Like a standard engine, the DMAIC process can be incredibly useful on its own. But like adding a turbocharger to a car, using software can boost performance and get you where you want to go faster and more efficiently. Here’s how it helps at every stage.
The DMAIC process starts with a detailed description of the business problem at hand. It is essential to document the significance and business measures impacted by the issue. All internal and external stakeholders and related processes and business units are identified. The deliverable for this step is a charter that includes the scope of the project and all of the required resources along with the team members who will tackle this challenge.
The standard tools for this step in the DMAIC process are email and spreadsheets. They are workable but inefficient and prone to error. Improvement management software offers a single platform that becomes the repository for all tasks, conversations, and documents, including the project charter. Unlike the unstructured email/spreadsheet approach, your team has one place to go to find information. Because the data lives securely in the software forever, the team can also start the DMAIC cycle by researching past projects to see if a similar problem has been addressed before and what worked best in resolving it.
One of the things we like so much about the DMAIC process is that measurement is front and center, rather than becoming an afterthought as so often happens without a structured improvement cycle. To begin the measurement phase, teams collect baseline metrics about the process today. Next, key performance indicators (KPIs) that can be used as a yardstick to measure the current and newly defined processes are identified. A plan for future measurement is created that outlines who is responsible, how and when the data will be gathered, and how it will be reported to the organization.
The best improvement technology offers charts and graphs to visualize your measurements. You might use:
• Control Charts
• Run Charts
• Bar Charts
• Pareto Charts
• Goal Charts
• Bowling Charts
The solution should also allow you to set tasks for future analyses with notifications and alerts so that this important step isn’t overlooked.
By this stage in the DMAIC process, the scope of the problem and the desired results are clear, and the team can begin to search for the root causes of problems in the target process and look to find possible solutions. Many organizations use value stream mapping and the 5 Whys problem-solving technique at this stage. After the opportunities for improvement are discovered and documented, the action plan begins to take shape.
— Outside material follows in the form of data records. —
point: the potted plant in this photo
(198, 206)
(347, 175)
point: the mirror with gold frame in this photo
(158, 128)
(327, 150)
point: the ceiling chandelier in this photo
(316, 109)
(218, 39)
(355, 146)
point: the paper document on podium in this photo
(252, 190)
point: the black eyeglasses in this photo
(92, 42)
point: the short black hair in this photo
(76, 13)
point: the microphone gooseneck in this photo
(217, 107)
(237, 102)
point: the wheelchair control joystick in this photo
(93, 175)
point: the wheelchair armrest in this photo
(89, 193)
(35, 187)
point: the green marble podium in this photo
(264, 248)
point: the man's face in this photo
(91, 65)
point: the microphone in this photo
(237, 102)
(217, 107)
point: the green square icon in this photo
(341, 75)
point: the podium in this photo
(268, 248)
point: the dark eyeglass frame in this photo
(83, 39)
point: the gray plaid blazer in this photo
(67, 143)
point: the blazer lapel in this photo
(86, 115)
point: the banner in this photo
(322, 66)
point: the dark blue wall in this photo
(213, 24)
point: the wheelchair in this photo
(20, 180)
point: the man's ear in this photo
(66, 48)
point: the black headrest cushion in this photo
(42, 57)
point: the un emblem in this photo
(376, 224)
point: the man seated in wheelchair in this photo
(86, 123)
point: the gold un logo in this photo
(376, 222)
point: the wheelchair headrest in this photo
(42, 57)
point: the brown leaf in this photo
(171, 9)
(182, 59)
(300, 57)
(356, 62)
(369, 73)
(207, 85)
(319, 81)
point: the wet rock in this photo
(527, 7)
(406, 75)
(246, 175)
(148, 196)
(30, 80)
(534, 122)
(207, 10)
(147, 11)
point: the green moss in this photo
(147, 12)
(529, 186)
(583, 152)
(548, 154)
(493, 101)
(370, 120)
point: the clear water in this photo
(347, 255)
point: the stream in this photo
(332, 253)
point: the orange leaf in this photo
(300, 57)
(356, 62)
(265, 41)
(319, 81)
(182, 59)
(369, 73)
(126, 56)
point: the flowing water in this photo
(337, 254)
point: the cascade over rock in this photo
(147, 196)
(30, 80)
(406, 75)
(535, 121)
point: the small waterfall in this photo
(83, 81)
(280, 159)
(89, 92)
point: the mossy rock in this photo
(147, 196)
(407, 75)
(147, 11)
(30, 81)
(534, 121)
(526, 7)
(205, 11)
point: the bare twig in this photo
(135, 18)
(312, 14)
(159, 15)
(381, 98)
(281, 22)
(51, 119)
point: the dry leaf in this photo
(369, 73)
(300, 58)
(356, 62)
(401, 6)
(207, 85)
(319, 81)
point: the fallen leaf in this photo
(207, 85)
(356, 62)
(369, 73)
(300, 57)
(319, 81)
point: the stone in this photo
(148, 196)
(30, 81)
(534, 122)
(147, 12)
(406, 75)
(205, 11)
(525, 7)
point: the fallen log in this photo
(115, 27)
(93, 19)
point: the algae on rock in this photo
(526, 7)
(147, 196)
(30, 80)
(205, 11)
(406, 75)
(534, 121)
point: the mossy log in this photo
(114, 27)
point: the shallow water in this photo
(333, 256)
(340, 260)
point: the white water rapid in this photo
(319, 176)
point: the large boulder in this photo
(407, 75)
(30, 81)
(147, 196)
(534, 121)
With technology in place, all of the opportunities for improvement, even those that will be addressed at a later date, are collected in one place for analysis. The team documents each step they take so that others will be able to learn from their experience and best practices for DMAIC start to evolve.
After the analysis is finished, it is time to put the plan into action. It is often necessary to test and experiment with improvement ideas, sometimes through several iterations before the final new process is selected. At that point, a new Standard Work can be deployed.
Improvement management software plays a significant role in this stage. Team leaders can make assignments and track activities as the project unfolds. Email and in-app alerts help keep everything moving smoothly and ensure that no tasks are missed. Software makes cross-functional collaboration frictionless by giving everyone a standard platform on which to work. Executives and managers can follow the progress of DMAIC projects across the organization using configurable dashboards and charts.
Download this free comparison worksheet to figure out what improvement platform is best for your organization.
Like measurement, control is a step that is often skipped by organizations that aren’t using the DMAIC or a similarly structured cycle. During the Control step, the recurring measurements that were agreed upon earlier are implemented. The new process is monitored for unintended consequences. Finally, a plan is made about when and how to reexamine the process for additional opportunities for improvement.
With software in place, the defined KPIs are tracked over time. The right people get notified if there are any out-of-range values or unexpected trends in the measurements. The total impact of the change regarding efficiency, cost reduction, quality improvement, or customer satisfaction can be quantified and shared.
Unlike a car race, there is no finish line for improvement, but it still pays to be able to move as fast as possible toward your strategic goals.